102nd Annual Meeting of the Cordilleran Section, GSA, 81st Annual Meeting of the Pacific Section, AAPG, and the Western Regional Meeting of the Alaska Section, SPE (8–10 May 2006)

Paper No. 2
Presentation Time: 8:20 AM

THE EXTENT, BOUNDARIES, AND CRUSTAL CHARACTER OF WRANGELLIA IN SOUTHERN ALASKA


SCHMIDT, Jeanine M., U.S. Geol Survey, 4200 University Drive, Anchorage, AK 99508 and GLEN, Jonathan M.G., U.S. Geol Survey, MS989, 345 Middlefield Road, Menlo Park, CA 94025, jschmidt@usgs.gov

Prominent gravity (~3.25mGal/km), magnetic (~100nT/km) and magnetotelluric (~300ohm-m/km) gradients define the westernmost edge of oceanic crust in southern Alaska.
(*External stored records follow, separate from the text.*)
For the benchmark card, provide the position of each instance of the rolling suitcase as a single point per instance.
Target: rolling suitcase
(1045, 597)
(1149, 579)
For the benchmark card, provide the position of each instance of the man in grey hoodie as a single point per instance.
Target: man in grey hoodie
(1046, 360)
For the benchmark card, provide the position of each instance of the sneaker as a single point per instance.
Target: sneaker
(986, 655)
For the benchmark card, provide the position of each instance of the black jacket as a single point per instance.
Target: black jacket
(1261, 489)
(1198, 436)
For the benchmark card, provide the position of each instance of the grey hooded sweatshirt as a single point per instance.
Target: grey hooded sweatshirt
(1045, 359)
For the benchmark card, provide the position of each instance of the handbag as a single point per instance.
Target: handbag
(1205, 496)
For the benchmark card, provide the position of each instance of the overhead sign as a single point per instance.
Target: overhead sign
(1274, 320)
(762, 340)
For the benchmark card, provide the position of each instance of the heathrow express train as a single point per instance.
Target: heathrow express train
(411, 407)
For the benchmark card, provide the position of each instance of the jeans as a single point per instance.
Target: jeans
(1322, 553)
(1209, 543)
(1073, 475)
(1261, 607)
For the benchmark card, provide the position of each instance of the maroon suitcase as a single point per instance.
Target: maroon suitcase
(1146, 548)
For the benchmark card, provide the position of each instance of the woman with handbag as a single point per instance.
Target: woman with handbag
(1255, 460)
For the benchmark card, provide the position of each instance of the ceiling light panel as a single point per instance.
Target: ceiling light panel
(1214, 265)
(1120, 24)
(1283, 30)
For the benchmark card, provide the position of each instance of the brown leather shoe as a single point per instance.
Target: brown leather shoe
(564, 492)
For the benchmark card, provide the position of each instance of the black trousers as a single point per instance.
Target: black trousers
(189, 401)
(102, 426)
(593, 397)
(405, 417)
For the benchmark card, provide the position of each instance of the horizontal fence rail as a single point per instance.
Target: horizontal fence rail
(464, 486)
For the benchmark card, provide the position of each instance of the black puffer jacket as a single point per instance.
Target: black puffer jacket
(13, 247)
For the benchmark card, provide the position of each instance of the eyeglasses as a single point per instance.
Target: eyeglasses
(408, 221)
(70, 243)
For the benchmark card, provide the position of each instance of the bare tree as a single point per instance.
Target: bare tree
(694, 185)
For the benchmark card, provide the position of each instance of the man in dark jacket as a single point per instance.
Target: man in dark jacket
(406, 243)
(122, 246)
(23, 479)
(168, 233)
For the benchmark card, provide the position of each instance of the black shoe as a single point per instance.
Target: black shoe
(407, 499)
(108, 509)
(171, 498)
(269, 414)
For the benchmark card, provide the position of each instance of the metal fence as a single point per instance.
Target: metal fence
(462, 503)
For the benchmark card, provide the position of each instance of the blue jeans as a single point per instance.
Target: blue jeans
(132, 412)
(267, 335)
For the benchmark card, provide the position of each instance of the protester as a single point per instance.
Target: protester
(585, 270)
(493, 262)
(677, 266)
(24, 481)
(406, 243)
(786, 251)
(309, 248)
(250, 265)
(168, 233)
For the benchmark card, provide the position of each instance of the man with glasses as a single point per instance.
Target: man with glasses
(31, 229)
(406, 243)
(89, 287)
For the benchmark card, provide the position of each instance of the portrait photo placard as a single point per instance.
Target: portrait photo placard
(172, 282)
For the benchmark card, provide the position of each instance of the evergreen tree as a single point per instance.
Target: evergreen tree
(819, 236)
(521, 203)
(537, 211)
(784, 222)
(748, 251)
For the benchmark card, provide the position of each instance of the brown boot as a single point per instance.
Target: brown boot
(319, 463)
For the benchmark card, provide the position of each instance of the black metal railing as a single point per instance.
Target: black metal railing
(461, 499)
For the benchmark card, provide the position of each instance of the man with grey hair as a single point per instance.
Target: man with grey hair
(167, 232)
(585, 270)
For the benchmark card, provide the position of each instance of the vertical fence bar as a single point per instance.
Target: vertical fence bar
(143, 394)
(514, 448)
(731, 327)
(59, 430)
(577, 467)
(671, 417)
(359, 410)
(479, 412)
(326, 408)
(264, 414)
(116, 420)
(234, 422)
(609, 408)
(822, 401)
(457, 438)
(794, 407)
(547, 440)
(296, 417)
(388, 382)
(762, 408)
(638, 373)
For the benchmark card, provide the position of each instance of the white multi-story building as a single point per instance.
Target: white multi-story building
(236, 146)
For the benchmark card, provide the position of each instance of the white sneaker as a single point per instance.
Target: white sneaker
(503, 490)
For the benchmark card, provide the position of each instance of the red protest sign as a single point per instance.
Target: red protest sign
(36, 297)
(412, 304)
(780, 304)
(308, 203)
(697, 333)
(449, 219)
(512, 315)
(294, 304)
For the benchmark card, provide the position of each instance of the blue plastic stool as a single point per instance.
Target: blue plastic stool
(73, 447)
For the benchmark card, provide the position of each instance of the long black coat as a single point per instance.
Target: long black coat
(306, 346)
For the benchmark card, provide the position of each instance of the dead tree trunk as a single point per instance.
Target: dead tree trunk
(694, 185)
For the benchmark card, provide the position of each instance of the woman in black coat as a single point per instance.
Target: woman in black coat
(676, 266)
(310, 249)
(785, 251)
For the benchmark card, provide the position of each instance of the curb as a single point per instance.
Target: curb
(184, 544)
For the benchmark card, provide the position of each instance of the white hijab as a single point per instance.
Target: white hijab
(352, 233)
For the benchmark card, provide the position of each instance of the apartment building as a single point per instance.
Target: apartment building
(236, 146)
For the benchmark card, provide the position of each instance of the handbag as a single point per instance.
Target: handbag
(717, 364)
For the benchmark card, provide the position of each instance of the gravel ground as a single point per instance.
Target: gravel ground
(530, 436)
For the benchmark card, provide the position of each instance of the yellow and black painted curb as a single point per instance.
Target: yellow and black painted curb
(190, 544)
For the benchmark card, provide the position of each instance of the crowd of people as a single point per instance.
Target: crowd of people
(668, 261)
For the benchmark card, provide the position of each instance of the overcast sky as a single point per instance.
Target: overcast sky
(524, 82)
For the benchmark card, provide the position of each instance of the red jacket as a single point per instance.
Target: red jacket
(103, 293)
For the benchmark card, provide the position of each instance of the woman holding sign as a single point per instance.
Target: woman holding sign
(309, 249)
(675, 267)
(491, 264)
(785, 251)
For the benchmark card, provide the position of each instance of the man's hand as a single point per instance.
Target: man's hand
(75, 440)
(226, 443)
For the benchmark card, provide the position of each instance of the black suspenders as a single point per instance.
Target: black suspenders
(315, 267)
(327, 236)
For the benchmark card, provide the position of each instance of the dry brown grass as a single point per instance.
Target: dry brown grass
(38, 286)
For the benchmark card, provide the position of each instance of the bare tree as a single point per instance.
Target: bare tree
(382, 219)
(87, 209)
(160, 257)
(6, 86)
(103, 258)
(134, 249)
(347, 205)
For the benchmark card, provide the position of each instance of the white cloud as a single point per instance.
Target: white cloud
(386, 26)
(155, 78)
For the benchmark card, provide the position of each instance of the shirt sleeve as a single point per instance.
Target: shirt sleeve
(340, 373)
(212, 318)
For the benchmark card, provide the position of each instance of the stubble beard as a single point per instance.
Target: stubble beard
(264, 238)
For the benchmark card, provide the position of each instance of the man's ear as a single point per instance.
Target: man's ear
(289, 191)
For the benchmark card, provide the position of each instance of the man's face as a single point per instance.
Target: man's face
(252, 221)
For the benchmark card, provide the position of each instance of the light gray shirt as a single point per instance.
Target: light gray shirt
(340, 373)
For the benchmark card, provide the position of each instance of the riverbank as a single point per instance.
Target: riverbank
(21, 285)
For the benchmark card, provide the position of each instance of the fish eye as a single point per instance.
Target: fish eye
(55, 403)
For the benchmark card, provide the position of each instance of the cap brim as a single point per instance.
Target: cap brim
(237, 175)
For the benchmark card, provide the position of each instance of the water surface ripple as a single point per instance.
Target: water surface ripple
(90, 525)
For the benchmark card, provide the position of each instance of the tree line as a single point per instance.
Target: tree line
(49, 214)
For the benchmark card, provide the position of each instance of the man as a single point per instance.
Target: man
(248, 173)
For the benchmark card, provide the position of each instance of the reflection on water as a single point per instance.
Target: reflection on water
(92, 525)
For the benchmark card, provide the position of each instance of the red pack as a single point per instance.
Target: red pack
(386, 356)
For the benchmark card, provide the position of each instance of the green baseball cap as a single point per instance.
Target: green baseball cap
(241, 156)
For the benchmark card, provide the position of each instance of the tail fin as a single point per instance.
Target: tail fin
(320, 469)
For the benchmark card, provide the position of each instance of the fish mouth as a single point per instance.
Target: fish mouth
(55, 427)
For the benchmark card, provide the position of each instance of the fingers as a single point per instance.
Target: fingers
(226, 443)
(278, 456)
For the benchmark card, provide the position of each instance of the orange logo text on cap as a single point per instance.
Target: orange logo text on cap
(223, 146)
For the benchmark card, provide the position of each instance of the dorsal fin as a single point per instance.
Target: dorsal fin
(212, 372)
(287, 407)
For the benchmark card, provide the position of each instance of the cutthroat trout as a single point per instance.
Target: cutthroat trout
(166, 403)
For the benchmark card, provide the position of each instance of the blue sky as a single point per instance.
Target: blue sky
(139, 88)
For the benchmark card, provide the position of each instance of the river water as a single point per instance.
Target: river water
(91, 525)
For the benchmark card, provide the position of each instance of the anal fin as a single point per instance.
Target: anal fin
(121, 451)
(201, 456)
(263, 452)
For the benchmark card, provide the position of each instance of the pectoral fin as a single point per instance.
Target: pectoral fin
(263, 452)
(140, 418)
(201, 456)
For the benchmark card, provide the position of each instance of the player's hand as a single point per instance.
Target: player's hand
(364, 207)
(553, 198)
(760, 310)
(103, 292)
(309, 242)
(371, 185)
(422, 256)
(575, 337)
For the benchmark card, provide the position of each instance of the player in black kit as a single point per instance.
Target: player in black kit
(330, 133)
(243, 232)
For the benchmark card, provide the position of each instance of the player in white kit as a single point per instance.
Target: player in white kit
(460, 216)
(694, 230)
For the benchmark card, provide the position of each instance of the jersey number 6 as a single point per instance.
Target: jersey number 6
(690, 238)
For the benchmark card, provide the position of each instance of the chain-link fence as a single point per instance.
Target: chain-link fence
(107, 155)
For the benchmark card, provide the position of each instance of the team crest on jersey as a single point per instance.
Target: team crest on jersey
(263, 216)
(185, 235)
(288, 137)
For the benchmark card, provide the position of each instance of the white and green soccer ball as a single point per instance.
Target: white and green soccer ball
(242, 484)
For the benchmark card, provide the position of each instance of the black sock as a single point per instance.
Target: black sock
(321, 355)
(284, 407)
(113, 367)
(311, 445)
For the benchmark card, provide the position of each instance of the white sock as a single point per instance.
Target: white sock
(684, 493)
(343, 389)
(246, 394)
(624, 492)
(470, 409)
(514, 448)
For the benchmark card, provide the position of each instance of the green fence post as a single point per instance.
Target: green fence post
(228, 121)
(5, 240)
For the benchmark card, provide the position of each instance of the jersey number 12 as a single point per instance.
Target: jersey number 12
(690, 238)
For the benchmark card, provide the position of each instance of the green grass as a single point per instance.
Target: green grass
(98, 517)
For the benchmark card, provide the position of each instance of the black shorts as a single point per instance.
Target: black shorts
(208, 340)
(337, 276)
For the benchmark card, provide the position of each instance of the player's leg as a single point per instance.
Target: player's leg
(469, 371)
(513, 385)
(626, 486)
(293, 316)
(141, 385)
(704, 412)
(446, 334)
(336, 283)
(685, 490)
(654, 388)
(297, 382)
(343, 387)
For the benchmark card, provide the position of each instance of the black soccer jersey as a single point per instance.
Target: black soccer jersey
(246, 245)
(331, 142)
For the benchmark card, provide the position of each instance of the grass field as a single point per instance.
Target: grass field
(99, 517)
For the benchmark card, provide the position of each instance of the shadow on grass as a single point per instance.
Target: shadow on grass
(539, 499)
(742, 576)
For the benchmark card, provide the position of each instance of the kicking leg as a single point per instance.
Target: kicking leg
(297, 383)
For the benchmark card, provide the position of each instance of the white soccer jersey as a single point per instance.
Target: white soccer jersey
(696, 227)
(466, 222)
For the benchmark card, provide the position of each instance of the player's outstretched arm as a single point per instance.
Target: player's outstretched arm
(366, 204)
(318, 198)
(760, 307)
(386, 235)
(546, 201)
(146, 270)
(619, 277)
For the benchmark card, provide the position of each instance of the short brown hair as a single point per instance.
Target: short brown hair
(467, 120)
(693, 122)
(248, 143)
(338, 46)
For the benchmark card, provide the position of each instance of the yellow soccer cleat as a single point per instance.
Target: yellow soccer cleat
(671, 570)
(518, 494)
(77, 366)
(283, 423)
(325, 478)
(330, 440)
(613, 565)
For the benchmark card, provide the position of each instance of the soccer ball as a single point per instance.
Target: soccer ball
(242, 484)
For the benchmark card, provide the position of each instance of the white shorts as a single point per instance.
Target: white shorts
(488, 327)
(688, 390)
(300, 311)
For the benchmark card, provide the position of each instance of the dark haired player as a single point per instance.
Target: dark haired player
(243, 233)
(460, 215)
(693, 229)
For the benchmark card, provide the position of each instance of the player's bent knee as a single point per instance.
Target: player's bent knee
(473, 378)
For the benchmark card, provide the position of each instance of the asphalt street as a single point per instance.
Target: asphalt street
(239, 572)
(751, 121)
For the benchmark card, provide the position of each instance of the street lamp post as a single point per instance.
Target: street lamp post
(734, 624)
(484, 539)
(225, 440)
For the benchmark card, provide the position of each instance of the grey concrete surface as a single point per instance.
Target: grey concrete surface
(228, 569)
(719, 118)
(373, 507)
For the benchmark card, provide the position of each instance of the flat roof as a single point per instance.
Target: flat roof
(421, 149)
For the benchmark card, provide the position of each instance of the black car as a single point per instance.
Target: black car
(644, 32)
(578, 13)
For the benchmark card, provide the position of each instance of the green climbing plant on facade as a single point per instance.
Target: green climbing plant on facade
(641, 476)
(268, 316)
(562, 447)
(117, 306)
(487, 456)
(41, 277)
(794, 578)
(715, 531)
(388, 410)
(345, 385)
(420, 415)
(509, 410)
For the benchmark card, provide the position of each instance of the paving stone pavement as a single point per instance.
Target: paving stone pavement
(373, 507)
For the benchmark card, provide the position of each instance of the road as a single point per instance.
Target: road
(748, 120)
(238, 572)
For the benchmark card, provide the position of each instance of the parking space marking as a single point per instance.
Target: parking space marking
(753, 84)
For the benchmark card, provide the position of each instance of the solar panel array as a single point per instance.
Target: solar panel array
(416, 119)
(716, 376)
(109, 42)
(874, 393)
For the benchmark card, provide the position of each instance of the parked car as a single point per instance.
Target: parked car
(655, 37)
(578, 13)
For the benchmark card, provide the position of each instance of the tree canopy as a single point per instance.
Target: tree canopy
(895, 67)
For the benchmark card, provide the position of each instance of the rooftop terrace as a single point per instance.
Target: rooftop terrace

This first-order discontinuity, which we term the Talkeetna Suture Zone (TSZ), forms the western boundary of Wrangellia. Models along three profiles across the TSZ indicate that it is a deep (2-8 km) steeply west-dipping structure, rather than the shallow, east dipping thrust fault previously interpreted (Csejtey et al 1978). Structures in the upper crust are concentrated in a 2-12 km wide zone above the TSZ. These features include the Watana Creek graben of Oligocene-Miocene terrestrial sediments, steep normal and dextral faults in the Fog Lakes Lowland, and Eocene volcanic rocks at Deadman and Prairie Creeks. Although the TSZ focused later tectonic activity, no single surficial feature directly corresponds to, or overlies the older crust break. We interpret four internally consistent regional geophysical domains as lithotectonic blocks somewhat different than previous tectonostratigraphic assignments. Mesozoic flysch west of the TSZ overlies two domains - one of continental crust northwest of Broad Pass and one of transitional crust to the southeast. This interpretation is consistent with recent provenance studies of Ridgway and others that define two flysch sub-basins that received their sediments from the North American margin and Wrangellia, respectively. We propose that the suture between the two other domains – the Wrangellia and Peninsular terranes- lies 40 kilometers southeast of its previously proposed location, a position more consistent with geologic evidence that middle Jurassic plutons intruded Wrangellia basement rocks. Within Wrangellia, basalts of the Nikolai Greenstone, and recently recognized dolerite sills that are their intrusive equivalents, have been mapped as far southwest as Sheep River. Numerous smaller (tens of km2) domains of probable ultramafic character have been subdivided into suites associated with rocks of Nikolai age or chemistry, and those of uncertain affiliation. These indicate the locations, size, and depth of buried sources that may be feeders to the Nikolai, and allows rapid identification of areas prospective for magmatic sulfide deposits of Ni, Cu, and PGE in southern Alaska.